Note: This is the third post of a 3 part series, each focusing on one type of test result that is tough to deal with. Read the other 2 articles on highly mixed data and the original page beating the new variations.
Ready for the toughest of all test results? I brought in Widemile’s Chief Scientist, Vladimir Brayman, for this post to help me with some of the concepts around this topic. The last of the three results is when the results just won’t stabilize.
How does this happen?
As long as you have homogeneous traffic and enough time, a test should stabilize. Unfortunately, this is not always possible and I don’t know anyone with unlimited time. The most obvious way this occurs is when a test is designed too large, meaning you don’t have enough conversion traffic for the number of variations you are trying to test.
Additionally, getting homogenous traffic is not always easy. If your sources are too different, you can have problems. Text, banner, e-mail ads and even Yahoo vs Google traffic may behave differently. The worst case is when these sources of traffic are added mid-test. I have had tests where an e-mail campaign was done at the end of a test without my knowledge (until I asked about the huge spike in traffic!)
You can’t control all traffic coming to your page from some sources like PR, blogs, seasonal events and news. This goes back to part 1, about highly mixed data; everything there applies to this case too.
A test also may not stabilize because the test is designed with elements that are too similar. The same thing can happen when 2 elements are different but have approximately the same amount of impact. In these situations, your data will go back and forth on which of them are the winners.
Anything outside of your page that has a large influence can destabilize your test, this includes pieces of your funnel. One symptom of this is when your clickthroughs are fairly consistent but the full conversions are not. If you are testing a landing page and the sign-up process after it is very kludgey and difficult for users then it can have a large impact on your tests’ ability to stabilize. This is especially true if the experience for visitors changes. An example of this is visitors bailing from a purchase funnel because shipping to their area is prohibitively more expensive than other areas. Although they would have converted if shipping was within the average price range, they ended up not converting because of something encountered outside of the landing page, skewing your results. This is in almost every test, but the magnitude of its impact depends on what exactly occurs.

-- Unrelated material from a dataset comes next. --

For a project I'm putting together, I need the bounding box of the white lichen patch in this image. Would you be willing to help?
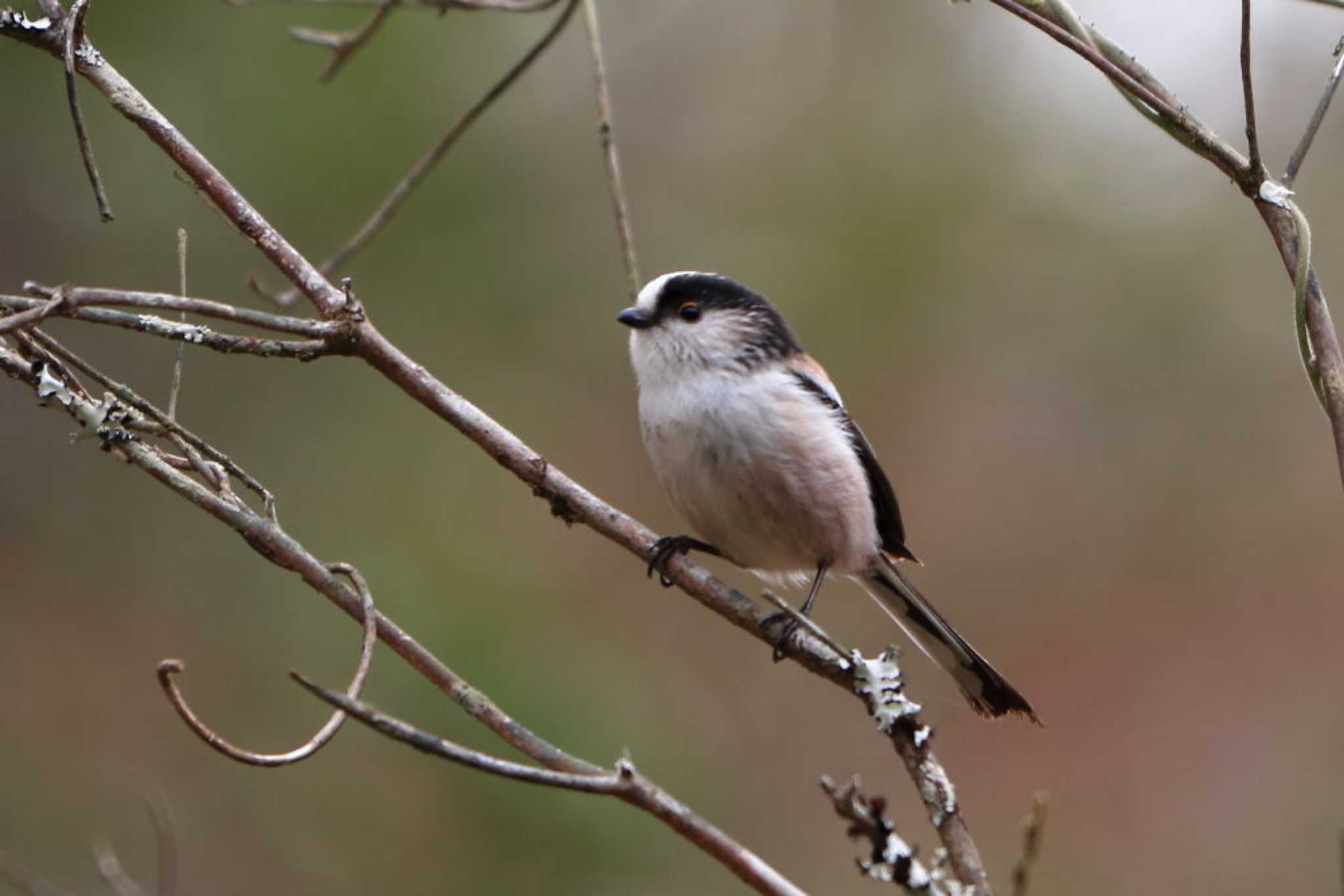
[919,759,957,828]
[1259,180,1293,208]
[37,364,75,407]
[849,647,921,733]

What can you do to prevent this?
If you are using a testing tool different from what you normally track your conversions with, make sure you run a baseline test so that you can compare the numbers your testing tool gives you with the ones your conversion analytics produces. They should be within about 10%-15% of each other over about a week or so. Finding a large discrepancy here will save you from headaches down the line. This essentially double checks the expected traffic numbers by ensuring you are measuring your current conversion correctly, which allows you to design a test of the appropriate size. By size, I mean ensure that you have enough testing time and within that time you will get enough traffic.

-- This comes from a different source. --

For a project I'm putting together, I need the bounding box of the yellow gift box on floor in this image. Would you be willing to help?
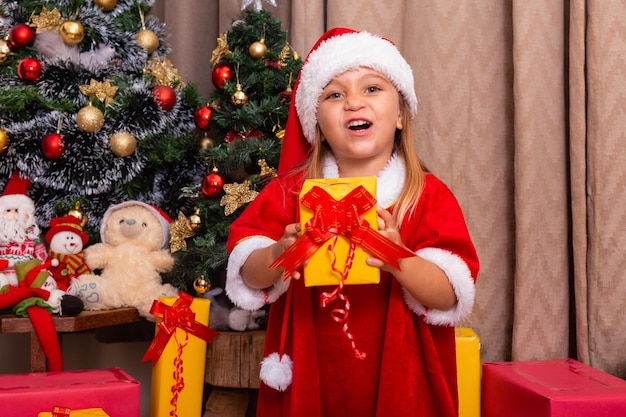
[455,327,481,417]
[150,297,211,417]
[300,177,380,287]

While easier said than done, it is important to look for new traffic that may be driven to your page and to segment it out. Since this shares some of the same problems as highly mixed data, those solutions apply here too.

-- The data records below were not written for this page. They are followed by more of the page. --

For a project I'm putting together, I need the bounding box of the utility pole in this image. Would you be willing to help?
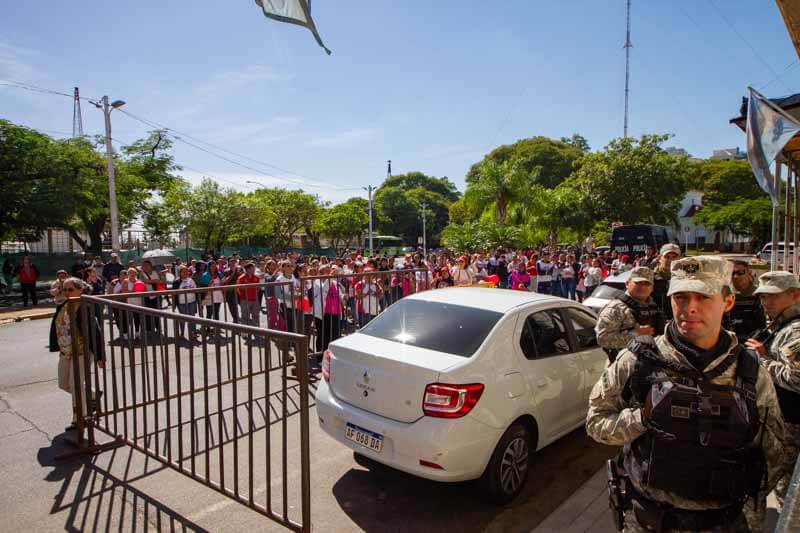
[72,87,83,137]
[623,0,633,138]
[89,96,125,253]
[362,185,373,256]
[422,200,428,259]
[103,96,119,253]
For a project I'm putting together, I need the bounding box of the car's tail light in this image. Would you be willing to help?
[422,382,483,418]
[322,350,333,383]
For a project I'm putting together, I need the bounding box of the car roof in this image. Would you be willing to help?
[603,270,631,284]
[408,287,569,313]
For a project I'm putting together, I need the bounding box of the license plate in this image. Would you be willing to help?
[344,422,383,453]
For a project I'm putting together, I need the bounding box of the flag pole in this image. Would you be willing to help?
[769,156,786,270]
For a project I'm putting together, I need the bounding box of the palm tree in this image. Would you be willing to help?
[465,160,538,224]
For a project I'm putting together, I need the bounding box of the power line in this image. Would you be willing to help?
[115,109,361,191]
[0,79,361,191]
[708,0,791,92]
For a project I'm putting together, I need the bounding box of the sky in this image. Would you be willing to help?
[0,0,800,203]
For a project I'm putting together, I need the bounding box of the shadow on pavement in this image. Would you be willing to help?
[333,428,617,532]
[37,434,206,532]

First, don’t cut your tests short unless you think more data won’t solve the problem. If you don’t reach stabilization, you are wasting all the time you tested since you have inconclusive data. Always try to be as conservative as possible and end tests only when you are very confident that the test is stabilized or that there is no other choice.
Think about restarting the test if it isn’t stable. Use a smaller design. Pick the important factors (pieces) and the levels (variations) that you think will perform and are drastically different from each other. This prevents elements from looking unstable as they flip flop as the optimal.
If your only problem is that 2 variations are vying for the winning position, then they likely perform about the same. It probably is not really worth your time to wait for them to stabilize and so stopping the test and going with either of them likely will have little difference to your conversion rates.
The problem of outside funnel influence is a bit harder, but not impossible to solve. The best solution is to segment the users that are determined to be unqualified. For example, if you only ship or work with US customers and businesses, then filter out any users that are outside of the US and do your analysis from there. This can be done either at the data level if you can tell where the data came from, otherwise this can be done with a splitter or qualification page that leads people into the appropriate funnel first. This may impact your overall conversions itself though, so careful testing around these methods should be done as well.
From my experience, the problems I’ve listed in these three posts are either preventable or unlikely to occur. The value of having an optimization expert is because they can avoid these situations or at the very least extract useful lessons when they do happen. Having said that, don’t be scared to test. Once you get the hang of it, it is a lot of fun and one of the keys to effectively growing and maturing your online marketing campaigns.